Wave Three: The Transformer
The third wave began in 2017 with a research paper titled "Attention Is All You Need." The paper introduced a new architecture for machine learning systems that worked with language, called the transformer. The transformer produced better results than previous approaches on language tasks, and that alone would have been a meaningful advance. What made the transformer transformative rather than incremental was that the architecture scaled in a specific way that previous architectures did not.
Previous language AI systems reached a ceiling in performance that additional data and additional computation could not raise. A system that could translate adequately could not be made to translate substantially better simply by training it on more data or giving it more computational resources. Performance flattened. The transformer did not flatten. As researchers trained larger transformer models on larger datasets with more computing power, the models got better in ways that did not plateau. A transformer twice the size of a previous transformer, trained on twice the data with twice the compute, would reliably perform better than the smaller one. This property, which came to be called scaling, meant that the performance of transformer-based systems was bounded not by the architecture but by the resources a research team could invest.

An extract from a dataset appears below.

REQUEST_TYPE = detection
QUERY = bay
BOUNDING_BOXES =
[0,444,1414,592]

This observation set off the development that produced the AI tools the professional is using today. Between 2018 and 2024, a series of progressively larger transformer-based systems demonstrated that scaling continued to produce new capabilities. A system trained at one scale could not hold a coherent conversation. A system trained at a hundred times that scale could draft complex documents, follow multi-step instructions, and adapt its output to the specific situation of the request. The capability gains were not just quantitative but qualitative. At sufficient scale, transformer-based systems acquired capabilities that had not been present in smaller versions, including the ability to follow instructions the models had not been explicitly trained to follow.
The systems that resulted from this scaling process are called large language models, or LLMs. When a professional uses an AI tool today, whether for drafting, analysis, summarisation, or extraction, they are almost certainly using a large language model or a system built around one. Understanding what a large language model is and how it works is therefore the last piece of this module, and the one with the most practical relevance to the professional's work.